Converts a Cow into a box of dyn Error + Send + Sync.

Examples
use std::error::Error;
use std::mem;
use std::borrow::Cow;

let a_cow_str_error = Cow::from("a str error");
let a_boxed_error = Box::<dyn Error + Send + Sync>::from(a_cow_str_error);
assert!(
    mem::size_of::<Box<dyn Error + Send + Sync>>() == mem::size_of_val(&a_boxed_error))

Converts an OsString into an Rc<OsStr> by moving the OsString data into a new Rc buffer.

Creates an Ipv4Addr from a four element byte array.

Examples
use std::net::Ipv4Addr;

let addr = Ipv4Addr::from([13u8, 12u8, 11u8, 10u8]);
assert_eq!(Ipv4Addr::new(13, 12, 11, 10), addr);

Converts a Cow into a box of dyn Error.

Examples
use std::error::Error;
use std::mem;
use std::borrow::Cow;

let a_cow_str_error = Cow::from("a str error");
let a_boxed_error = Box::<dyn Error>::from(a_cow_str_error);
assert!(mem::size_of::<Box<dyn Error>>() == mem::size_of_val(&a_boxed_error))

Construct an exit code from an arbitrary u8 value.

Copies the string into a newly allocated Arc<OsStr>.

Converts a String into a PathBuf

This conversion does not allocate or copy memory.

Converts a Cow<'a, OsStr> into a Box<OsStr>, by copying the contents if they are borrowed.

Converts an OsString into a Box<OsStr> without copying or allocating.

Converts a SendError<T> into a TrySendError<T>.

This conversion always returns a TrySendError::Disconnected containing the data in the SendError<T>.

No data is allocated on the heap.

Converts a ChildStdout into a Stdio.

Examples

ChildStdout will be converted to Stdio using Stdio::from under the hood.

use std::process::{Command, Stdio};

let hello = Command::new("echo")
    .arg("Hello, world!")
    .stdout(Stdio::piped())
    .spawn()
    .expect("failed echo command");

let reverse = Command::new("rev")
    .stdin(hello.stdout.unwrap())  // Converted into a Stdio here
    .output()
    .expect("failed reverse command");

assert_eq!(reverse.stdout, b"!dlrow ,olleH\n");

Converts an OsString into a PathBuf

This conversion does not allocate or copy memory.

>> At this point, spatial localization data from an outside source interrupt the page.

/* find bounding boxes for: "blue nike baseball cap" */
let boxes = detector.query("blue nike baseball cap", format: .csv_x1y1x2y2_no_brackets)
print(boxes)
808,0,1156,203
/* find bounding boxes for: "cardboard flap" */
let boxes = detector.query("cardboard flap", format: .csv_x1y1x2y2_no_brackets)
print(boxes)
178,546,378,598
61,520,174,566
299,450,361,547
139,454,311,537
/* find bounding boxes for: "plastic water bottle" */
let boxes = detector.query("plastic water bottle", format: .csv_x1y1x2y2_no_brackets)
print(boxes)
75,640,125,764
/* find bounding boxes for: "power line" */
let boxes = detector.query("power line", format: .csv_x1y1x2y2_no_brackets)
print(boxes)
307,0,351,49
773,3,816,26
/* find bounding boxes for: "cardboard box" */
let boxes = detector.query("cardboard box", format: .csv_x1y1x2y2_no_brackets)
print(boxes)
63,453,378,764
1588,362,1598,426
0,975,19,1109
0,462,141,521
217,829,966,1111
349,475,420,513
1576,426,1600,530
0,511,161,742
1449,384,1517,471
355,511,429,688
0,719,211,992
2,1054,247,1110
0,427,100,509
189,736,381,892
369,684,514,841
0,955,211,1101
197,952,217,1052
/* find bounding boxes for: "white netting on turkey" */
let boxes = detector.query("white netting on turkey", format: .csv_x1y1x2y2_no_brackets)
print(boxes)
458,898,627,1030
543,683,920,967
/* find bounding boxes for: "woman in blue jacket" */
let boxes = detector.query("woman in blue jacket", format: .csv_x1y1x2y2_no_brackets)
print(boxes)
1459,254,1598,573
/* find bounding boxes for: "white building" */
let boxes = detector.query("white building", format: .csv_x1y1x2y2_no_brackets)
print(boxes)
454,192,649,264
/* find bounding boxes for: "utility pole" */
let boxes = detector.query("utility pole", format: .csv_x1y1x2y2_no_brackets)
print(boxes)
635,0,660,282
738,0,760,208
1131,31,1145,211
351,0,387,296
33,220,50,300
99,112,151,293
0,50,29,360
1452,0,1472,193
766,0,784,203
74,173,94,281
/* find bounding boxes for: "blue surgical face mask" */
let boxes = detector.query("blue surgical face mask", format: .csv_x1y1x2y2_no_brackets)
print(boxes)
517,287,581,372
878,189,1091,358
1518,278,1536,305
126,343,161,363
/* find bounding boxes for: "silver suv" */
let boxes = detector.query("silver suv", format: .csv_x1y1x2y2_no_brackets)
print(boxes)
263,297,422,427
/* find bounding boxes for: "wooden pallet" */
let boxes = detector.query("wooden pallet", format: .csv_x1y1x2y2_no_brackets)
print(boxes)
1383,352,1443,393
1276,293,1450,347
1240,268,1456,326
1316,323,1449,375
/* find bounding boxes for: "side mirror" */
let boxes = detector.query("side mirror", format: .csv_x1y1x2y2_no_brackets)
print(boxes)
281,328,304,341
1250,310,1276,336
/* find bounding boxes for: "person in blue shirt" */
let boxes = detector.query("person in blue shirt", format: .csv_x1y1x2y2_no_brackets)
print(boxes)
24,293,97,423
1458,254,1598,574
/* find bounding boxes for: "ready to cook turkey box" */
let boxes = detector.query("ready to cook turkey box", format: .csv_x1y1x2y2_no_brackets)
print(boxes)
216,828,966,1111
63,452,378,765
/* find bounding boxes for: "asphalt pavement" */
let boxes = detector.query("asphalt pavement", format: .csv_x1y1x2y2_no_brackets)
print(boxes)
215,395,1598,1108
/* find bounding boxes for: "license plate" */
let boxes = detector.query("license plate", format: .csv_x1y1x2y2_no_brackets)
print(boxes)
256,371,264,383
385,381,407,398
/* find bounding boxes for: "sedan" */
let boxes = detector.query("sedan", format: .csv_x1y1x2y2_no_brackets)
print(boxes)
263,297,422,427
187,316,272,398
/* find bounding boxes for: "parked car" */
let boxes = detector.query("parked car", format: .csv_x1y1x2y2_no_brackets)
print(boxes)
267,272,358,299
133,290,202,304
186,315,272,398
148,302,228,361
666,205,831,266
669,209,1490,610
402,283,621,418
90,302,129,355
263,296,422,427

Converts the string reference into a Cow::Borrowed.

Converts a CString into an Arc<CStr> by moving the CString data into a new Arc buffer.

Converts a clone-on-write pointer to an owned path.

Converting from a Cow::Owned does not clone or allocate.

Converts a RecvError into a TryRecvError.

This conversion always returns TryRecvError::Disconnected.

No data is allocated on the heap.

Converts a CString into an Rc<CStr> by moving the CString data into a new Arc buffer.

Creates a boxed Path from a clone-on-write pointer.

Converting from a Cow::Owned does not clone or allocate.

Creates a clone-on-write pointer from a reference to PathBuf.

This conversion does not clone or allocate.

Converts a ChildStdin into a Stdio.

Examples

ChildStdin will be converted to Stdio using Stdio::from under the hood.

use std::process::{Command, Stdio};

let reverse = Command::new("rev")
    .stdin(Stdio::piped())
    .spawn()
    .expect("failed reverse command");

let _echo = Command::new("echo")
    .arg("Hello, world!")
    .stdout(reverse.stdin.unwrap()) // Converted into a Stdio here
    .output()
    .expect("failed echo command");

// "!dlrow ,olleH" echoed to console

Converts a type of Error into a box of dyn Error.

Examples
use std::error::Error;
use std::fmt;
use std::mem;

#[derive(Debug)]
struct AnError;

impl fmt::Display for AnError {
    fn fmt(&self, f: &mut fmt::Formatter<'_>) -> fmt::Result {
        write!(f, "An error")
    }
}

impl Error for AnError {}

let an_error = AnError;
assert!(0 == mem::size_of_val(&an_error));
let a_boxed_error = Box::<dyn Error>::from(an_error);
assert!(mem::size_of::<Box<dyn Error>>() == mem::size_of_val(&a_boxed_error))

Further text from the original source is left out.